Some of the Twelve Tribe literature deals with fire, and, in particular, fire as a force from God, but the group is not known to be particularly fire-oriented, Kent said.

“It is unlikely that a group like the Twelve Tribes would destroy their own facilities,” he said, adding that some religious groups had deliberately started fires. One group in particular in Canada who believed the fire to be a cleaning force was periodically burning their own homes, he said.

“(They) took off their clothes and threw their clothes on the fire and walked naked through the Canadian prairies waiting for Jesus to return,” Kent said.

But he said there is no indication that the Twelve Tribes use fire in this way.

“As much as I am not a fan of Twelve Tribes, it is also unfair, bordering on dangerous, to make suggestions and preliminary determinations of intentions and causes before having the evidence,” he said. declared.

Neighbors said members of the group were generally left alone with 20 or 30 people living in the compound at several buildings on Eldorado Springs Drive. The group was known to burn with some frequency on the property, neighbors said, sometimes in barrels.

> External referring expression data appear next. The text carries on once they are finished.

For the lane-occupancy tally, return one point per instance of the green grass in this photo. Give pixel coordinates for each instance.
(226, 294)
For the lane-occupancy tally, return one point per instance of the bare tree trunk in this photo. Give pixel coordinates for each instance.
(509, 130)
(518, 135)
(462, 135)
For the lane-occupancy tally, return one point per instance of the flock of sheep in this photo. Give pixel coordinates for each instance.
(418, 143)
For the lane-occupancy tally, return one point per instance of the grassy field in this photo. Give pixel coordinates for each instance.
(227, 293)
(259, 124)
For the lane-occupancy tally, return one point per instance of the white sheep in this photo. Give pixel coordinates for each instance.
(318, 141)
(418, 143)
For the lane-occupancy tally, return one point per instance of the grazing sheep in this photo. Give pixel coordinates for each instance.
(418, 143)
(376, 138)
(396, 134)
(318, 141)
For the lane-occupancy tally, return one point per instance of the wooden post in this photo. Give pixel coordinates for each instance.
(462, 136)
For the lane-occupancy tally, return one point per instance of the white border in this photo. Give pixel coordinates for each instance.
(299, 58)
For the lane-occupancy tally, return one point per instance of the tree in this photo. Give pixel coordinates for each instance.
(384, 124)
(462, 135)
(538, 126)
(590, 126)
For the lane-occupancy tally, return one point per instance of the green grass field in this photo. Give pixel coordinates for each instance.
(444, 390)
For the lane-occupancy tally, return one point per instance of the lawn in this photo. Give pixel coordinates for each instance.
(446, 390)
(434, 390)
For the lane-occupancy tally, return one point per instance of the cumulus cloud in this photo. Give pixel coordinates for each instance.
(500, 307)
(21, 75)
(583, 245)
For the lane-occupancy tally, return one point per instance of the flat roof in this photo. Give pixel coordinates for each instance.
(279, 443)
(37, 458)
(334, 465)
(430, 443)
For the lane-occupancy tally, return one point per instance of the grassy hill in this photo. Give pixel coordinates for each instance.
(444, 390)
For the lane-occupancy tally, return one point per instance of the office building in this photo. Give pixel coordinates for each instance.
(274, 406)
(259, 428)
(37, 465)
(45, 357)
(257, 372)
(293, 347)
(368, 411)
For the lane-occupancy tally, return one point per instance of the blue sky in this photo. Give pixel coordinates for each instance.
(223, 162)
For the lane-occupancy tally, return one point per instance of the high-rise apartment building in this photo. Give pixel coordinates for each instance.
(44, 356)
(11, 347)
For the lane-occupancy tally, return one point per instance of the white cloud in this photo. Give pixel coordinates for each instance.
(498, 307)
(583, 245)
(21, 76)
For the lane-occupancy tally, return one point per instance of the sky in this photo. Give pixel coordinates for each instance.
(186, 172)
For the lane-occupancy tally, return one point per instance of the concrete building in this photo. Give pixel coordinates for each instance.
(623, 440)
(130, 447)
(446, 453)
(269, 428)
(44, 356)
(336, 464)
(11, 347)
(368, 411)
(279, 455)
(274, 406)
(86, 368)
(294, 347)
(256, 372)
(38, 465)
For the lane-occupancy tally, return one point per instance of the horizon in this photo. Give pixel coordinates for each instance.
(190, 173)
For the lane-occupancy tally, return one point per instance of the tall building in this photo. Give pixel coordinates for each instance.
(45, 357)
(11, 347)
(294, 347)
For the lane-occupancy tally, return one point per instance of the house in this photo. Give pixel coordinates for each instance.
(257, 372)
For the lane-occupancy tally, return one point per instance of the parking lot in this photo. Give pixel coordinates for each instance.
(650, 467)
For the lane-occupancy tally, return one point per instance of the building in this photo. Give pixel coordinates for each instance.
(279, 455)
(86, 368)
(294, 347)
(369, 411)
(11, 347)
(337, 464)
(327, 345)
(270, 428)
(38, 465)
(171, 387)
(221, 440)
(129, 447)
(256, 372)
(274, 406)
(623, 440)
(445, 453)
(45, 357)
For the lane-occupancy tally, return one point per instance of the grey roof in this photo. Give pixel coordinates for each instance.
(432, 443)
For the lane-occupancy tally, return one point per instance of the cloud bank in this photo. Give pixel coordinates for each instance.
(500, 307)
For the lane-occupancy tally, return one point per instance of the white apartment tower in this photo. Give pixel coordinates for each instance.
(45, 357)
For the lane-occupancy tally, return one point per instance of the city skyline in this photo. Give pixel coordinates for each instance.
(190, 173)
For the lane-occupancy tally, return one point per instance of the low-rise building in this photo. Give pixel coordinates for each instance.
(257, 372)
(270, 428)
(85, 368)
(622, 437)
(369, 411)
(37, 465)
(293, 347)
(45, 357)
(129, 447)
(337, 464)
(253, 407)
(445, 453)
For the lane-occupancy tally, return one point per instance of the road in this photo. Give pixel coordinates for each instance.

“Whatever work they do there, something has sparked a few (fires in the past),” said Dave Maggio, who owns a house next to the Twelve Tribes compound and believes the Marshall’s fire likely started on the group’s property. “This one, I guess it wasn’t vindictive, it wasn’t on purpose.”

Boulder County Sheriff officials declined to disclose any previous documents regarding the property of the Twelve Tribes and declined to say whether any fires had ever been reported at their addresses. All exterior burning was banned the day the Marshall fire started due to high winds and dry conditions.

Another neighbor described seeing members of Twelve Tribes walking around the neighborhood, with children and strollers.

Sometimes the group members pitched a large white tent and the sounds of their songs floated around the neighborhood.